So if you had to open a box and two days later, you finally got it configured because of all the security parameters to use it, we would understand that you might not wanna use that device. So we try to make it very usable but yet secure. So there's many different methods that we try to do that. So what I will tell you, it is not an easy thing but that is kind of our intent, is that we understand customers may not go through those process. They just wanna get quick and dirty logins and start using the device. But if we can make it even if it's just a small, minor annoyance occasionally, that would be great but that's kind of our intent and hopefully nothing.

So if it comes out and it's secure and you've got it and use it and you know and you can have trust, that's our ultimate intent. One thing I will also say is that there is some legislation being driven at this point, at the time of this recording. I know some in Massachusetts and potentially California. I believe in England, there has been some cases as well that they're looking for kind of securing some of these. And traditionally, these laws have been around two different things. No default user IDs or passwords. We found that's horrendously horrible because nobody changes those. Again, secure by default. 

But the other aspect is firmware updates, ability to update within a field if there is a security issue. And that's kind of where the legislation...mostly that's in consumer but that's where a lot of legislation is trying to hit at this point. It may become a legislation, I don't know but it is definitely being talked about to be able to push... And most notably, that is in the consumer space but it also will be hitting industrial spaces as well. So first we wanna talk about this concept as I said is, this is our promise. What is Digi's promise to our customers?

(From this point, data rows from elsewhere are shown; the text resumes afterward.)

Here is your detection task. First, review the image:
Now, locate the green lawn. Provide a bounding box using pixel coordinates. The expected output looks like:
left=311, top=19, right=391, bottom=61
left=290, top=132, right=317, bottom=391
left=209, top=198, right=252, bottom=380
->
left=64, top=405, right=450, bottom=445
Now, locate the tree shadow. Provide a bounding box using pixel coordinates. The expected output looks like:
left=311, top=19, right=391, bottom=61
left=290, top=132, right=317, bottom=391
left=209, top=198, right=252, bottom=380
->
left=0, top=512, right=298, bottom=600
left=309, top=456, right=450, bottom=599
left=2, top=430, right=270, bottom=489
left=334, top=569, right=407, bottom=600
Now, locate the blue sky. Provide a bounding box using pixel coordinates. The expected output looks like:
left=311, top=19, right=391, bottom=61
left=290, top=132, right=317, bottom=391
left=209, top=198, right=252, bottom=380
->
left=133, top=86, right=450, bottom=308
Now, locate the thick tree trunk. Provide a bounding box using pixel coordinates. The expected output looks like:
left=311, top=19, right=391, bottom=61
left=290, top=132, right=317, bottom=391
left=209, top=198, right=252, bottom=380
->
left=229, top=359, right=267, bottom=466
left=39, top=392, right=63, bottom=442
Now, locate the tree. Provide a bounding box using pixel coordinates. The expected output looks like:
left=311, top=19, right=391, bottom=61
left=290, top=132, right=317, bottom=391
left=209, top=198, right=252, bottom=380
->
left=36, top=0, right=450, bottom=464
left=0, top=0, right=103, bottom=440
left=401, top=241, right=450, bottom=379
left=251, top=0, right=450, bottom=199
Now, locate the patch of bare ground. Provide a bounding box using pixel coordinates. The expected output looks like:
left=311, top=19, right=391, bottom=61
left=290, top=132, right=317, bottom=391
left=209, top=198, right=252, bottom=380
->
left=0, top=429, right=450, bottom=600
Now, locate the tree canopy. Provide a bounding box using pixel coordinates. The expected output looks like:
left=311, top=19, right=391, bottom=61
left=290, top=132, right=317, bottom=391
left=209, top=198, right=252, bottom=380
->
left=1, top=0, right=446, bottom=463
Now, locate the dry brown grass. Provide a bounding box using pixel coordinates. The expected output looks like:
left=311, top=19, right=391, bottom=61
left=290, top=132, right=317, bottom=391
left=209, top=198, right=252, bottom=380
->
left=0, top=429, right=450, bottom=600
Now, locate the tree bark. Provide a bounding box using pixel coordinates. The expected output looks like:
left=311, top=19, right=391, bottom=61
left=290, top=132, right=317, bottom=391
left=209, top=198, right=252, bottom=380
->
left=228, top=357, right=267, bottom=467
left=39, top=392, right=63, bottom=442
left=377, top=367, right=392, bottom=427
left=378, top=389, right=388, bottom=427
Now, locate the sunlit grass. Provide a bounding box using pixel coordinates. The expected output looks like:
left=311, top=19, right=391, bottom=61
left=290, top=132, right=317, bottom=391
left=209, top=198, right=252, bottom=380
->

We have something, a trademark called Digi TrustFence. And really, it is our attempt to be able to say, "This is what our promise is to our customers that we do for security." Again, it's not to make a device completely secure so you can just take it out of the box and stick it in. There's responsibility. We're trying to reduce as much responsibility on the customer as possible but they all still have a little bit of that. But what we've kind of done is that we've taken this framework that it applies to IOT devices and effectively, we understand the risks of what's being attacked out in the field. If you will, the Pareto principle of IOT security, the 80/20 rule as they call it.

We wanna know what… Some people call that low-hanging fruit. What are they gonna be, the attacks? Case in point, default passwords was a very huge attack. If you're not familiar with the Mirai botnet. That is actually one. I think there was 31 or 32 passwords, maybe more but not a lot that were tested. These are default passwords on a bunch of different devices and it turns out that almost nobody out there changes the passwords. They're able to get in and they know, of course now know hacks and they can install malware on your device and now you have what they call a bot on a botnet that you can now do bad traffic and bad things and they effectively control you.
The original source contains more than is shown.